Plus tard, déambulant dans une artère de la ville, je tombe sur ces trois gosses. Je passais derrière eux, qui étaient assis sur une grille. Immédiatement, c’est l’idée même de l’enfance qui m’est apparue. L’enfance éternelle. Tous les enfants du monde, lorsqu’ils sont liés par la camaraderie, s’assoient ensemble. Pour passer le temps. Pour vivre l’instant. Pour discuter ou pour se taire. Parfois, l’un pose son bras sur l’épaule d’un autre, négligemment, sans y penser, parce que c’est un geste absolument naturel, simple, et en même temps d’une force renversante. L’amitié, l’affection, la puissante fragilité de la tendresse s’y expriment comme une respiration. Je me suis vu assis avec mes potes, bien des années auparavant, banlieue parisienne… Je pouvais être celui de droite, légèrement en retrait, et qui peut même sembler « exclu » de la cellule affectueuse mais close formée par les deux autres. Mais je pouvais aussi être le gars au centre, tactile, fraternel, avec son bras nonchalamment posé sur les épaules d’un ami. Enfin je pouvais être le petit mec à gauche, heureux de ce geste enrobant de l’ami qui vous montre ainsi, sans rien dire, qu’il vous aime…

 

Je fus ces trois-là. Tous les enfants l’ont été, le sont et le seront toujours, je suppose. A tour de rôle. Le tout est de ne pas « perdre de vue » ces êtres successifs que nous avons été.
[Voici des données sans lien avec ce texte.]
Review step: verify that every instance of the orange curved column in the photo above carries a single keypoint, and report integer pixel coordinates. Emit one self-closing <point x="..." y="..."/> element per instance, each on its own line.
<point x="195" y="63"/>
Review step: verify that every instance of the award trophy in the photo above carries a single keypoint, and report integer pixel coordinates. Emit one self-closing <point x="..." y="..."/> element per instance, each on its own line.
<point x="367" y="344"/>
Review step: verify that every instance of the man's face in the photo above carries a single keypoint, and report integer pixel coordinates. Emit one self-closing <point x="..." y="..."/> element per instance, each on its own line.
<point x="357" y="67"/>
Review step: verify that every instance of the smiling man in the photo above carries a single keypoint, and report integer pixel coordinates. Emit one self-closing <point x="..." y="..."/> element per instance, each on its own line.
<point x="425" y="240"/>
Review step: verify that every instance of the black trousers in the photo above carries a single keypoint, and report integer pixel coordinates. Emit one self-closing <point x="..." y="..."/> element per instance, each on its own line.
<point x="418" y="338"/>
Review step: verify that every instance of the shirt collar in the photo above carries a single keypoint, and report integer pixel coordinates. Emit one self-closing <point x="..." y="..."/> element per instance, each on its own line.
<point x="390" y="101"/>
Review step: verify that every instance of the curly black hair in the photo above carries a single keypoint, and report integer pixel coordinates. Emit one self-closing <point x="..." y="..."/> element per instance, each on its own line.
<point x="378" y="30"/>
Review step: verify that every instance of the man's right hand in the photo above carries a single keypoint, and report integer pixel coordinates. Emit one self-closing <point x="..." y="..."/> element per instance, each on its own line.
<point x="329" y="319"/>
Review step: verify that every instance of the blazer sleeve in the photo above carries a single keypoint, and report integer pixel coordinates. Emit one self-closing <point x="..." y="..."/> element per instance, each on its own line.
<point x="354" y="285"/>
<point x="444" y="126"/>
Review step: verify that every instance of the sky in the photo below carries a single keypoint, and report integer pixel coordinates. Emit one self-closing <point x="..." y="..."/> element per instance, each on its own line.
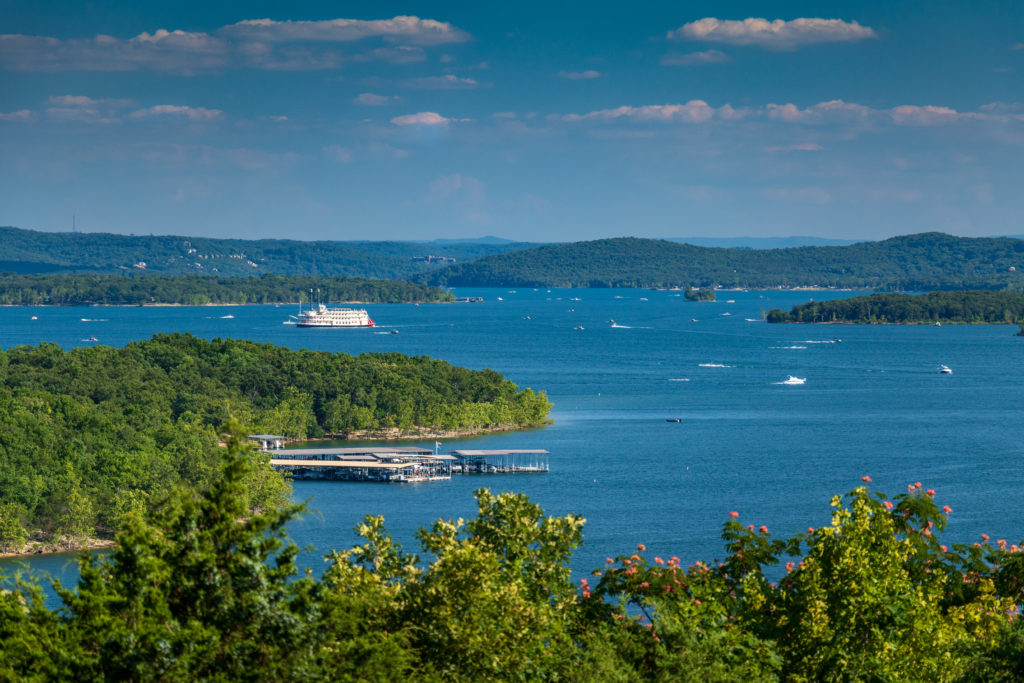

De les garder présents en soi, dans toute leur plénitude sensible, charnelle, en dépit des attentats de plus en plus cruels du temps sur notre sensibilité.

 

Dans Le Peintre de la vie moderne, Charles Baudelaire écrivait que « le génie n’est que l’enfance retrouvée à volonté ». Leçon que Marcel Proust a bien retenue, ou qu’il a savamment retrouvée… fût-ce par mémoire involontaire ! Tout le monde doit pouvoir le faire j’imagine, à son niveau, à celui de son “génie propre”, si l’on peut dire… Y’a plus qu’à bosser vraiment pour y arriver…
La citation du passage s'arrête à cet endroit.